Peck brings these characters and events to life with a hefty peppering of figurative language, personification (“The lamp in her hand hissed and spat.” p 91), idioms (“It’s still summer said Lloyd, who never knew when to button his lip.” p 60), similes (“as warm as July, too warm to be bound up like a mummy under my shirt. p 68”), metaphors (the mush war ashes in my mouth p 61), alliterations (Sweet Singer of Sycamore Township), hyperboles (“Then farmers drove the dogs through the nettle hedge so they were scalded and scraped all at once and ready to be gutted and carved into cutlets and tongues.”), and sensory imagery (“As warm as July, too warm to be bound up like a mummy under my shirt. The hedges burgeoned, and the fields were heavy with bounty. It was an evening to inspire songs in praise of Indiana, of moonlight fair along the Wabash and the breath of new-mown hay from the fields and candlelight gleaming through sycamores.” P 68)

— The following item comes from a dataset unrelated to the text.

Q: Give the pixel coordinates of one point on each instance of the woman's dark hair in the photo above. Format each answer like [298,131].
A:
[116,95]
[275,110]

And in the final chapter, Peck understands that he must give his readers a glimpse into the futures of the characters his readers have come to know and love. Is everyone successful, as we would hope, or is there a failure in the group? Read this captivating novel to find out!
Highlight:
“When Miss Tansy’s students come to a crossroads, which path do they take? What are the influences of their decision? ” Who said it takes a whole village to raise a village?
Hook, Line, and sinker: And in the final chapter, Peck understands that he must give his readers a glimpse into the futures of the characters his readers have come to know and love. Is everyone successful, as we would hope, or is there a failure in the group? Read this captivating novel to find out!